Einige Aussagen im Auszug des Berichts (er kostet 3.700 Dollar, daher kann ich nur von den Inhalten der Pressemitteilung schöpfen…) sind sicher richtig:

– Web Analytics erfuhr einen Boom innerhalb der letzten 5 Jahre
– Der gesamte Online-Markt ist immer stärker von Daten abhängig
– Es gibt wenige relevante Unternehmen, viele kleinere Player
– Vielen Unternehmen fehlt die Web Analytics Expertise inhouse
– Die Kompetenz der User muss steigen
– Der wahre Wert von Web Analytics liegt in der Art, in der die Daten gelesen, interpretiert und kombiniert werden

World Web Analytics Market

Darüber hinaus kommt der World Web Analytics Market Report zu einem überraschenden Ergebnis: Google Analytics und Yahoo!
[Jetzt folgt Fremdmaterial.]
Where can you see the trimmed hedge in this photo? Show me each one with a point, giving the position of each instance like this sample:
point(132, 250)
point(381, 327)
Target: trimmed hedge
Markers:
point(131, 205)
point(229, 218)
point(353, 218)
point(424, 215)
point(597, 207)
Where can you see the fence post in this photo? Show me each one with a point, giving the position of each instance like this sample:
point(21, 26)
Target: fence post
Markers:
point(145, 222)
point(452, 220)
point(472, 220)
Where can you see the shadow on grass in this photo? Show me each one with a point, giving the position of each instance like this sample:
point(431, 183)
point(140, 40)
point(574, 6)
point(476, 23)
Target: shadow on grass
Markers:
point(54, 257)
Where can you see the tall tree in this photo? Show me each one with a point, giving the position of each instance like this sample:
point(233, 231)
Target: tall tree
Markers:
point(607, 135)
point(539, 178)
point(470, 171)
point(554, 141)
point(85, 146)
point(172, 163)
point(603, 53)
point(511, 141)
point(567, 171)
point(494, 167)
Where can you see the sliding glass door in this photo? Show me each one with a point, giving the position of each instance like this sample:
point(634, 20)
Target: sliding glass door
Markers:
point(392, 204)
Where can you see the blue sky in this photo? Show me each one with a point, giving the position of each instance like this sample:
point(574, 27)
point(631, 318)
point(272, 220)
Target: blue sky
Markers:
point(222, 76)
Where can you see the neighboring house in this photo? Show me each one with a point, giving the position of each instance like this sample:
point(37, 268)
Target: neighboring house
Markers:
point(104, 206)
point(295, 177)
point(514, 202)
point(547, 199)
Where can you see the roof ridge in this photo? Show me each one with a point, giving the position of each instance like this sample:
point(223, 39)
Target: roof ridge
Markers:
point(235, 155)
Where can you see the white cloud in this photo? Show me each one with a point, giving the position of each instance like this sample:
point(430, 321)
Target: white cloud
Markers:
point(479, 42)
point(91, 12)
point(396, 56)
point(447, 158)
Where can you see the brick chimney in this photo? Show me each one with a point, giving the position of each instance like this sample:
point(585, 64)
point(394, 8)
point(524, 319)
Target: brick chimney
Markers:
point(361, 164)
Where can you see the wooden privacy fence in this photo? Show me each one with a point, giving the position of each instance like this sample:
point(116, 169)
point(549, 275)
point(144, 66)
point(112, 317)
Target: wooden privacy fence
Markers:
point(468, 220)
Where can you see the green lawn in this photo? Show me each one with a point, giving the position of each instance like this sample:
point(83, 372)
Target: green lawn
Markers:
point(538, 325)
Analytics sind unter den Top 5 Playern. Auch wenn ich hier bei Marktanteil noch geneigt bin zuzustimmen (vgl. Idealobserver Auswertung zu Web Analytics) wundert mich trotzdem das Auftauchen der beiden kostenfreien Tools im Ranking, da auch Umsatzanteile als wesentlicher Faktor miteinbezogen wurden(?).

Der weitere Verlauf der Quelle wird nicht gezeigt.